Sufjan Stevens The Ascension Review Album Cover

SUFJAN STEVENS

2020 ELECTROPOP

The Ascension is the eighth studio album by singer-songwriter extraordinaire Sufjan Stevens. Anyone who has an interest in modern popular music is likely very familiar with Steven’s music. From acoustic tear jerkers to grand indie tinged baroque pop to symphonic electronic experimentation, Stevens has a wide stylistic reach. On this release he is harkening back to his 2010 album, The Age of Adz, or even Enjoy Your Rabbit, with heavy electro but this time with more straight forward pop structures. His recent ambient releases feel like they have quite a bit of influence on this album as well. The Ascension comes in at a mammoth runtime of an hour and twenty minutes, which does not do this album any favors, the back to back to back wallpaper of one simplistic hook driven electropop after another, and Sufjan’s delivery consisting of nearly only of sorrowful whispering gives for a boring and repetitive experience. There is an incredible album buried inside The Ascension, but that’s just it, you have to work your way through several inches of tongue numbing candy coating to get to the delicious reward. 
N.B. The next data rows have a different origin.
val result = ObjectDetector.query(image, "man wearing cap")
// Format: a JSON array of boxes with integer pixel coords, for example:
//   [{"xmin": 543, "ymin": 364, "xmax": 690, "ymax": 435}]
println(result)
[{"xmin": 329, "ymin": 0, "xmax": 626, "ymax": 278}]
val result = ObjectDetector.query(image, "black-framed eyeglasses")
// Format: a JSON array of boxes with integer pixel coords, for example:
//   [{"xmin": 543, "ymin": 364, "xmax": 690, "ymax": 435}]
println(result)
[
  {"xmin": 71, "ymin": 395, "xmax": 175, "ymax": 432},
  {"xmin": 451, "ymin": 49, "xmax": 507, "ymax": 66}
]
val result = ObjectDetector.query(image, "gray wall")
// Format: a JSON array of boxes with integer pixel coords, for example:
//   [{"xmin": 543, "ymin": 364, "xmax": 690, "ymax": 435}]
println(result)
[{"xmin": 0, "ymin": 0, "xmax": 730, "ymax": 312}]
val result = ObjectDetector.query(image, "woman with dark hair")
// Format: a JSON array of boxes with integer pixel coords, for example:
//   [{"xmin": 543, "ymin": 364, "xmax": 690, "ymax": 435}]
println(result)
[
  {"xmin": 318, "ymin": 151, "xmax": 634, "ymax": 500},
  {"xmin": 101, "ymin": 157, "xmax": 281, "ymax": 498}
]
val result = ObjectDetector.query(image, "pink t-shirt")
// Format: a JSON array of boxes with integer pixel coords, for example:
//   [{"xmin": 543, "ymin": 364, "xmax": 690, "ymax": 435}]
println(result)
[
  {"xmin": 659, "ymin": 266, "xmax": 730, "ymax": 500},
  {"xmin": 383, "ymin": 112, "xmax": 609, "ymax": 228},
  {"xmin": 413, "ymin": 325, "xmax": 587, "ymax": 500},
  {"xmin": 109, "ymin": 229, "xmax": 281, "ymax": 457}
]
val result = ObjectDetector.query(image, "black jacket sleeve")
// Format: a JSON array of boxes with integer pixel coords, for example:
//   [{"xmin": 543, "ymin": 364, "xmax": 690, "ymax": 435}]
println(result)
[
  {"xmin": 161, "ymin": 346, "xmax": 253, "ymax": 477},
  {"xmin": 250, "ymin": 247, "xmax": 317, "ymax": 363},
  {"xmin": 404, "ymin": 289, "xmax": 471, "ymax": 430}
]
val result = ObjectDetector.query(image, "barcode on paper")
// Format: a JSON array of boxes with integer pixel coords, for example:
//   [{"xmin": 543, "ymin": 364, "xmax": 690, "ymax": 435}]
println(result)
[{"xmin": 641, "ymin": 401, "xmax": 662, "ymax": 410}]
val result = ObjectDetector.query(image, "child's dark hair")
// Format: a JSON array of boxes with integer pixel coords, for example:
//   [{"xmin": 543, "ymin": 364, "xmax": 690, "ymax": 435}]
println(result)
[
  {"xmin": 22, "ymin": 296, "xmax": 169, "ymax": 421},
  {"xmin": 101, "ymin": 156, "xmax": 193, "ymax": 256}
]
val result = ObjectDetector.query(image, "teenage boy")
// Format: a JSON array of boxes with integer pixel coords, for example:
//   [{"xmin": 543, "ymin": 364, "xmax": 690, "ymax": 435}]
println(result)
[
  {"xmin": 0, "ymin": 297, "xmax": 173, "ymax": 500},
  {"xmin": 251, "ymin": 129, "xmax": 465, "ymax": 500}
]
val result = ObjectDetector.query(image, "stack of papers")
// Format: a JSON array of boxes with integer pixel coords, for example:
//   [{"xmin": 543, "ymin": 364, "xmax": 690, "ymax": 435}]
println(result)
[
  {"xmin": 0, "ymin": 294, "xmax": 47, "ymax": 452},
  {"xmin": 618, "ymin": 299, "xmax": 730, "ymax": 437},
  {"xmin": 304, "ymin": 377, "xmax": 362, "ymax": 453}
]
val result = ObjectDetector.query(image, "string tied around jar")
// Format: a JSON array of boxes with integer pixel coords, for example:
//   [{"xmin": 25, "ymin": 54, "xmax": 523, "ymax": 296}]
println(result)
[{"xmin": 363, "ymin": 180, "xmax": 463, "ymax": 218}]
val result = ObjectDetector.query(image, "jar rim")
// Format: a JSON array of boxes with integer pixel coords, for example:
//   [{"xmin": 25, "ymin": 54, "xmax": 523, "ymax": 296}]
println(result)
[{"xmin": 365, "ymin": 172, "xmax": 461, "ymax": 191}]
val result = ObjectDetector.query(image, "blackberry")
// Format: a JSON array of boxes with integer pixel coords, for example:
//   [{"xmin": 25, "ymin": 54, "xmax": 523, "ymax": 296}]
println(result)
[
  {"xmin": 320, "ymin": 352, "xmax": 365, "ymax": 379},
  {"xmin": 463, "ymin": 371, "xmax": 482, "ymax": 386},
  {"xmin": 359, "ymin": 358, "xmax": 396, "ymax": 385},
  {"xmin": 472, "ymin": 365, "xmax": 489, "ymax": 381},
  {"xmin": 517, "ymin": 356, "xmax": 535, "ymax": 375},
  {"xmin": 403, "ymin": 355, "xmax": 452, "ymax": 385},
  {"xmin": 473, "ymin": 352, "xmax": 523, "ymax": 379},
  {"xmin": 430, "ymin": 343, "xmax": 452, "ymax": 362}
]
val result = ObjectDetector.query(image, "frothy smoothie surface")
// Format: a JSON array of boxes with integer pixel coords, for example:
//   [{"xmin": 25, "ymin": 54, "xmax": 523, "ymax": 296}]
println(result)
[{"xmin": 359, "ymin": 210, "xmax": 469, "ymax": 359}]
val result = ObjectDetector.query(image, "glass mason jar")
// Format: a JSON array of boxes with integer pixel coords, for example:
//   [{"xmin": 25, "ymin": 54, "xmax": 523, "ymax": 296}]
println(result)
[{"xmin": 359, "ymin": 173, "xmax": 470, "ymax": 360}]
It opens with Make Me An Offer I Cannot Refuse, a mid paced moody track with increasing intensity. Addictive percussion and beautifully layered vocals, from watery echoes to angelic undertones, when combined with an ear worm hook and thoughtful verses make for a terrific start. The next track, Run Away From Me, is a gorgeous slow burner. A steady beat and the combination of weeping synths compliment another great hook delivered in the usual fashion to fantastic effect. Video Games is where Sufjan starts to get a bit lost. His vocals are a bit more upfront and the repetition of the “I don’t wanna” lyrics are simultaneously uninteresting in their meaning and grating in its constant annoyance. Lamentations picks things back up with stuttering percussion and some samples or synthetic vocals that add much needed texture to the sonic landscape of the song. Unfortunately, the  Sufjan’s are even quieter than usual and covered in watery effects that make them drown in the production with the lyrics being difficult to discern, it’s an okay song.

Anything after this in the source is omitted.